Sąd Rejonowy w Lęborku tymczasowo aresztował 33-letniego Grzegorza K. To on kierował busem, którym ekipa budowlana wracała z pracy. Samochód wypadł na pobocze i dachował. Na miejscu zginął 42-letni mężczyzna. Prokurator rejonowy w Lęborku Patryk Wegner podkreśla, że kierowca pił wcześniej alkohol. Na razie jednak śledczy badają, jaki był poziom upojenia alkoholowego kierowcy podejrzanego o spowodowanie śmiertelnego wypadku.

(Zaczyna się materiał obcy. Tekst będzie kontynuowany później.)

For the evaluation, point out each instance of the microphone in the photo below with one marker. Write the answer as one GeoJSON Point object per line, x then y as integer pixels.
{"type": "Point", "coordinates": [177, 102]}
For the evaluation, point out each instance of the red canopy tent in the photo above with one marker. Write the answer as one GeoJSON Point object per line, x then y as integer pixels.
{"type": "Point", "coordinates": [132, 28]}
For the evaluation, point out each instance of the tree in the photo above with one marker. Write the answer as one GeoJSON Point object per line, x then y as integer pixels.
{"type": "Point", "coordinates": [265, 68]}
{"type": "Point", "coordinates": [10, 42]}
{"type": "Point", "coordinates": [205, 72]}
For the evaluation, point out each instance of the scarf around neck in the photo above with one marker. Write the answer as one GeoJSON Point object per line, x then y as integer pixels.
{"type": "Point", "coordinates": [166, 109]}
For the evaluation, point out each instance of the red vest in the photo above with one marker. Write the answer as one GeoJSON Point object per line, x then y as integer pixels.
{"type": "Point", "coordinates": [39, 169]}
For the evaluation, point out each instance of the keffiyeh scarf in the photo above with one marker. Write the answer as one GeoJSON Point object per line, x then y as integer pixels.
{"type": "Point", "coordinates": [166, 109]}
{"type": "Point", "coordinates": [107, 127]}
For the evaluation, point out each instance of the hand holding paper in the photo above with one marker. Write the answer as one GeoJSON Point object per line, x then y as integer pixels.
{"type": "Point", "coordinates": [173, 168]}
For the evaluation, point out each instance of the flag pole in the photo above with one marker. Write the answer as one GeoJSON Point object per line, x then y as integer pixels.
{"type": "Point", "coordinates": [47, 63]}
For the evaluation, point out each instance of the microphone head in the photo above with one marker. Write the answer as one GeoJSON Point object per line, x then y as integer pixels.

– Mężczyzna złożył obszerne wyjaśnienia i przyznał się do winy. Powołamy jednak biegłego, by ustalił na podstawie badań retrospektywnych, jaki był poziom alkoholu u Grzegorza K. w chwili wypadku. 33-latek zgłosił się na Komendę Policji w Lęborku kilka godzin po zdarzeniu. Dopiero wtedy zbadano go alkomatem i pobrano krew do badań trzeźwości. Zarzuty, jakie mu postawiliśmy, to spowodowanie wypadku ze skutkiem śmiertelnym oraz ucieczkę z miejsca zdarzenia – wyjaśnia prokurator Wegner.
Kierowcy grozić może nawet do 12 lat pozbawienia wolności. W sprawie policja przesłuchała cztery osoby. To kierowca busa, pasażer oraz dwaj mężczyźni z którymi wspólni pili alkohol. 42-latek, ofiara wypadku, zginął na miejscu w wyniku odniesionych obrażeń.